I have always been bad with declaring my beliefs. Like—really bad. To the point where I have notoriously had issues with deciphering my own tastes and preferences. Exhibit A: The fast-casual sandwich shop. Every time I used to go to Subway, and the sandwich maker would ask me what kind of cheese I wanted, I would turn to my mom and say, “Mom, what kind of cheese do I want?!” I experience the same moment of decision anxiety to this day every time someone asks me a “Favorite” question. I used to think something was legitimately wrong with me because I couldn’t figure out a favorite color, a favorite movie, a favorite book, a favorite number, a favorite shape…I was left out of many a playground conversation about everyone’s various favorites, I hate icebreakers more than the average person, and I never really had a clear answer to what I wanted to be when I grew up.

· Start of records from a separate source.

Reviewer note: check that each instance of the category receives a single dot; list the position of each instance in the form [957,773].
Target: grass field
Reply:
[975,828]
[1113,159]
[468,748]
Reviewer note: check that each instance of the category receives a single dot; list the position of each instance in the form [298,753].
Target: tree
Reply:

I realized after a while that this wasn’t mere indecisiveness—it was more similar to the paradox of choice. A lot of my other character traits stem from this core trait of needing to assess the ins and outs of absolutely every possibility, every option, every opinion, before I make up my own mind. I’ve always been that person who refuses to publicly announce any political position because I feel like there are so many issues I am ignorant about. This has also been the source of some of my downfalls, including chasing the elusive “perfection” and perpetual striving. Going hand in hand with this trait is my more positive, other fundamental ability to be able to do this 360 degree observation—I truly feel that I can see a subject from multiple positions, I can understand where both sides are coming from. I feel like an eternal diplomat, and I have always been jealous of people who, when prompted with the question “What do you believe,” don’t hesitate before answering.

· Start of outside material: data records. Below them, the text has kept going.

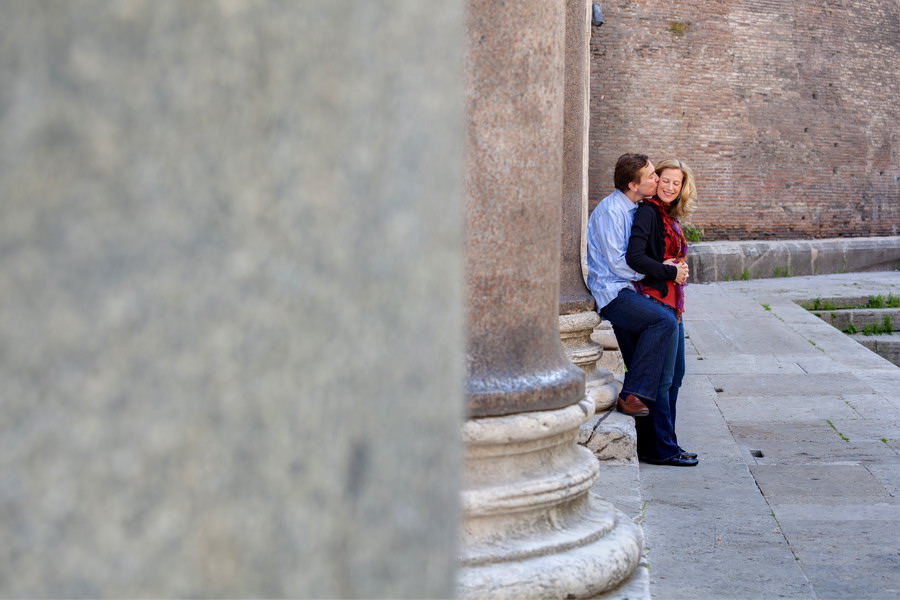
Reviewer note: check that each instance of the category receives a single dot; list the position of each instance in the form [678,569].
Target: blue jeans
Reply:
[644,330]
[673,375]
[656,432]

Well, after nearly 22 years of life, I think that I’ve finally begun to see the upsides of this ability. I am a super feeler—I feel my own emotions as well as others’ on another level, I am eternally empathetic, and I find the world so incredibly beautiful. Trying to take in every single ounce of the world before you make any decision is exhausting—and I’ve slowly been learning that beliefs don’t have to be set in stone. Today I like purple and I’m into European sneakers and I think it would be fun to own some chickens and my favorite weather is the kind where the sun backlights the trees so the underbellies of their leaves are this miraculous shade of translucent green. I am in love with the world, and while my ranking of its different elements may change, I will always be able to find something truly awe-some in every aspect of it (even the not-so-pretty-on-the-surface bits like shards of glass in the back parking lot that catch the light just so, the rust on the railroad that is like Burnt Sienna, my favorite Crayola color, and the incredible rhythmic flow that is the daily commute).

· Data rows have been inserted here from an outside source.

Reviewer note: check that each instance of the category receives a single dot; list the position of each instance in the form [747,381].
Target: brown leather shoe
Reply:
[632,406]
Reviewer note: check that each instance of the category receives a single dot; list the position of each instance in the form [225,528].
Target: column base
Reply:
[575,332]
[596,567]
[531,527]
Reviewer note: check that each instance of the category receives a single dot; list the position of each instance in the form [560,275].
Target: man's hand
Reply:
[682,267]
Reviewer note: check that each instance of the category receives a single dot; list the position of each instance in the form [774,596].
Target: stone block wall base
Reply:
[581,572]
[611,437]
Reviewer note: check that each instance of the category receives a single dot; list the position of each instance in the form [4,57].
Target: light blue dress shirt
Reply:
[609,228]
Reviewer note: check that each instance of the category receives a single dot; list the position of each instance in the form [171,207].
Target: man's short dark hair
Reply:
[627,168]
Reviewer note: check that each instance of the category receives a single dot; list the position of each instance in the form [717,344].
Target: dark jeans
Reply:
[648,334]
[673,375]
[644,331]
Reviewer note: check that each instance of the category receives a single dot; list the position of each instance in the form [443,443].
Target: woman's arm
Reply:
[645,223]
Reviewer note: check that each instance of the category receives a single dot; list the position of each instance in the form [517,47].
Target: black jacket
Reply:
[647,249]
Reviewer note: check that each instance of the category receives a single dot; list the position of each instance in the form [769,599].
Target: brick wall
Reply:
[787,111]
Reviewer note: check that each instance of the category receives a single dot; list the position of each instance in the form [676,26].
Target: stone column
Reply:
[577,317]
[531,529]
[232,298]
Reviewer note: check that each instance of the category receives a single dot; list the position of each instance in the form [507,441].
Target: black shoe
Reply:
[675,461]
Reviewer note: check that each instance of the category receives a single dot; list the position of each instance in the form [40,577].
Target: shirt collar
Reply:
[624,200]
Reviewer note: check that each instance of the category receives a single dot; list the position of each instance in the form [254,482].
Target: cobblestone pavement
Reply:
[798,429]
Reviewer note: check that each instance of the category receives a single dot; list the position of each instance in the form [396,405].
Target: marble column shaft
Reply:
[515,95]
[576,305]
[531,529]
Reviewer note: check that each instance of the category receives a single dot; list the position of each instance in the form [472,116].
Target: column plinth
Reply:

So I guess what I know to be true is that what some people see as naïve ignorance wrapped in an Underwood-esque southern lilt is really a genuine admiration for the overwhelming beauty and grace that is everyday life. I may not be the one standing on the mountain shouting my convictions, but I will always be curious to find what exactly is out there that will spark that kind of fiery truth inside of me. This I believe.